Und ich glaube das es wirklich wichtig ist, dass du dir das merkst und endlich aufatmest. Du bist nicht alleine mit diesem Problem/Thema. Du bist nicht alleine mit deinem gebrochenen Herzen, du bist nicht der einzige auf der Welt der gerade keine Ahnung hat wie es weiter gehen soll oder wie du endlich den richtigen Partner findest und eine glückliche Beziehung führst. Und genau deswegen ist es auch völlig ok, dass du dir in diesen Bereichen Hilfe holst und dir selbst hilfst bevor es zu spät ist und du zu den 15 % gehörst. Es ist völlig ok sich für sich selbst Hilfe zu suchen, vielleicht auch mal ein Selbsthilfebuch zu lesen, zu einem Coach zu gehen, Seminare zu besuchen oder was auch immer dich am meisten anspricht. Das ist dein Leben und du bist nicht alleine und es ist völlig ok sich Hilfe zu nehmen.
Wenn du nicht gerade das Glück hast fantastische Mentoren und Vorbilder in deinem Umkreis zu haben (bei denen das Problem was du hast auch wirklich gelöst wurde und sie eine gute Lösung haben) hatte ich auch nicht.
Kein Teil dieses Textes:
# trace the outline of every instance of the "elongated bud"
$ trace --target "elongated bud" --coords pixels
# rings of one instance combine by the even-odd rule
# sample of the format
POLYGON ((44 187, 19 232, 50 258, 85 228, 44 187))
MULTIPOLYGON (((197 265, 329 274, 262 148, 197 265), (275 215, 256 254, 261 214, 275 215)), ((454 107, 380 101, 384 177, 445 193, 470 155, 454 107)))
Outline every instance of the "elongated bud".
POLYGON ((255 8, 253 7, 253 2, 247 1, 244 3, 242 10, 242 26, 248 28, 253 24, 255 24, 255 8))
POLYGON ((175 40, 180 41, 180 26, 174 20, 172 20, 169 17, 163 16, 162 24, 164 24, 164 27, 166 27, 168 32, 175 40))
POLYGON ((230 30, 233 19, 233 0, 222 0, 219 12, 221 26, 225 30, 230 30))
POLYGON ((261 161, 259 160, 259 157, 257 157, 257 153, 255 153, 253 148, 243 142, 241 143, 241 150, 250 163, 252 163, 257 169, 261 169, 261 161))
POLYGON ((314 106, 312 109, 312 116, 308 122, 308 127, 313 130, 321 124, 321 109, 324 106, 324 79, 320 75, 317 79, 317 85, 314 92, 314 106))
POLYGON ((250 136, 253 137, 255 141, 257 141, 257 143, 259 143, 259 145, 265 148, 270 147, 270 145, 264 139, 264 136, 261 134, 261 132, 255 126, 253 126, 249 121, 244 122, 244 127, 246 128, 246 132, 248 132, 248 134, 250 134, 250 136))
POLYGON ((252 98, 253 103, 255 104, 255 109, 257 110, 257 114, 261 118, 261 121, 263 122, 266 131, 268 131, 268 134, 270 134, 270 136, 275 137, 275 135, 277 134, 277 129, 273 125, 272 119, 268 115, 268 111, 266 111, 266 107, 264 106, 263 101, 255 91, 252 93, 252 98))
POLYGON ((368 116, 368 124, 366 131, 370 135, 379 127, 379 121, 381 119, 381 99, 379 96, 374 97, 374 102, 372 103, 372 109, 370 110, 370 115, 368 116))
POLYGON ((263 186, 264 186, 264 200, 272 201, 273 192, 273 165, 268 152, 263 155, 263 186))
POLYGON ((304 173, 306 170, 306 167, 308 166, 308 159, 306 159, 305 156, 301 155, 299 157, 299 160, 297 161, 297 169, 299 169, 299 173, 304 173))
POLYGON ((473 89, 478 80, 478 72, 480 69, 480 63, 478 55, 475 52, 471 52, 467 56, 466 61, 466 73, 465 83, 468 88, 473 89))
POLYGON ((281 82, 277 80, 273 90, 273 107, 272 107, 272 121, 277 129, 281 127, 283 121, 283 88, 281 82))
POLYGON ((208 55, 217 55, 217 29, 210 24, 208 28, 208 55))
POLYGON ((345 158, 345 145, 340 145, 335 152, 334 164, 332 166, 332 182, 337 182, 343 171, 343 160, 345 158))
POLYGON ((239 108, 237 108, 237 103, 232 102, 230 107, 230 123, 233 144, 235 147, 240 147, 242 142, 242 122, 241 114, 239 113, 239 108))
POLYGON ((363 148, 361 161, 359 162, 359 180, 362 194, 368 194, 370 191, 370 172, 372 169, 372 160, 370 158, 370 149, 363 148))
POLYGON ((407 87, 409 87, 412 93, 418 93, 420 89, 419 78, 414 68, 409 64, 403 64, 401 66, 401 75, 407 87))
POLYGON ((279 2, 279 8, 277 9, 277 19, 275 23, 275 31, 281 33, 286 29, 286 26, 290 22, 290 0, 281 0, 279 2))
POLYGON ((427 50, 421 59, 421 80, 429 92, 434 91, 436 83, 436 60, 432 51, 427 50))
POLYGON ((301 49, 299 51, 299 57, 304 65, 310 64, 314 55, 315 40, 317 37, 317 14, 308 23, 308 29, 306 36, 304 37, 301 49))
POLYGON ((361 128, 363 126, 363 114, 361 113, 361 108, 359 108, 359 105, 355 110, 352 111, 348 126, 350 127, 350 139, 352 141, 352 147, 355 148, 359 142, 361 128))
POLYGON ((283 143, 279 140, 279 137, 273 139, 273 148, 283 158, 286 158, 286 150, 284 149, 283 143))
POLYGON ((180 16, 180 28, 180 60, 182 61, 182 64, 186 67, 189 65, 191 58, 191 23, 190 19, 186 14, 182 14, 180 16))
Und nur noch ganz kurz dazu warum ich glaube das solche Bücher als Pflichtlektüre in Schulen vorgegeben werden sollte. Und ich erzähle dir das an einem Beispiel aus meinem eigenen Leben.
Wenn es eins gibt was ich mir schon immer gewünscht habe, dann mal irgendwann Familie und Kinder zu haben. Einen Mann an meiner Seite mit dem ich eine glückliche und erfüllte Beziehung führe. Ohne Fremdgehen, ständigem Streiten und Kämpfen. Und so wie ich das in meinen Coachings mitbekomme, gibt es keinen der sich keine funktionierende Beziehung wünscht, also nehme ich an du kennst diesen Wunsch auch (Kinder nicht unbedingt).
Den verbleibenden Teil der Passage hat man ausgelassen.